Most people know that local government and judicial reform were desperately needed and that Akel and Diko had no rational justification for voting against them. As for Diko’s rejection of the state budget on the childish grounds that the government had not handed citizenship files to the auditor-general, what could anyone say? The Akel-Diko premise that anything proposed by the government was by definition bad and had to be rejected was seen for the joke it was by voters.

It is an encouraging sign that fewer people now buy this dogmatic negativity, the simplistic politics of black and white that Akel and Diko desperately cling to, unable to understand that the country has moved on. Action is valued more than vacuous grandstanding, a political currency that is completely devalued. The voters want action to assist the recovery, which was what the government and Disy were offering.

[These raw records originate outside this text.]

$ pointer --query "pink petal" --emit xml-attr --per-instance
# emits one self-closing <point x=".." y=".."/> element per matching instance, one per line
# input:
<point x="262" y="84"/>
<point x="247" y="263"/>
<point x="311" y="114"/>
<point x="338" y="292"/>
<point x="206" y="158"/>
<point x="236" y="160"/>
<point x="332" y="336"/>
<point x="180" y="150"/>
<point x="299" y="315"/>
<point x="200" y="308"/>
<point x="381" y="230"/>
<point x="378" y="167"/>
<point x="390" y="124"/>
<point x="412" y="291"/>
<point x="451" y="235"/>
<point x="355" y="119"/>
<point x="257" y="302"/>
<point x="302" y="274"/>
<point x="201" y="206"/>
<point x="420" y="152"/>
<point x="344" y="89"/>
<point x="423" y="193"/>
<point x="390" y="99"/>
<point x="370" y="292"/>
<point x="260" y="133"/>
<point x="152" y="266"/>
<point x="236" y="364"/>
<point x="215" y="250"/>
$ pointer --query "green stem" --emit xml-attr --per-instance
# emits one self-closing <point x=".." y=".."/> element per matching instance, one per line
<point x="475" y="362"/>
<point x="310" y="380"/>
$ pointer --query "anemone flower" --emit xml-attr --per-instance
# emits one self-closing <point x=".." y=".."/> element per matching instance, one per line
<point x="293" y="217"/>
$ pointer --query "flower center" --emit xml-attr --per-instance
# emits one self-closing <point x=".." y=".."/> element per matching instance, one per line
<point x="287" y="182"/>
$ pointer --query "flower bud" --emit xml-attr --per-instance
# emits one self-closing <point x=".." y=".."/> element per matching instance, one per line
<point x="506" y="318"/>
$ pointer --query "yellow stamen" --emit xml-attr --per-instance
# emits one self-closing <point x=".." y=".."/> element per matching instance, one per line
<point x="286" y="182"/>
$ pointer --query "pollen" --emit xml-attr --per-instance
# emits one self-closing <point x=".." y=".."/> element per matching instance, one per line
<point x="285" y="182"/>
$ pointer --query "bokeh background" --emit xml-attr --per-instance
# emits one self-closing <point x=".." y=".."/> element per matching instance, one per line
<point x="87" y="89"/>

They did not want to hear a discourse that had no practical value other than mindless point-scoring.

The country would benefit if the defeat of dogmatic negativity leads to more constructive political practices, with parties trying to improve government rather than block reforms for the sake of it. We are not suggesting that the parties should agree on everything and unanimously approve every bill put before them. They should question, criticise and reject if they believe it is necessary, but they should justify this with political arguments, not on the simplistic premise that every proposal submitted by the government is bad.

Sunday’s elections made it quite clear that this is not what the overwhelming majority of voters want. They want political parties that contribute to things getting done, rather than parties that have made it their mission to prevent things happening.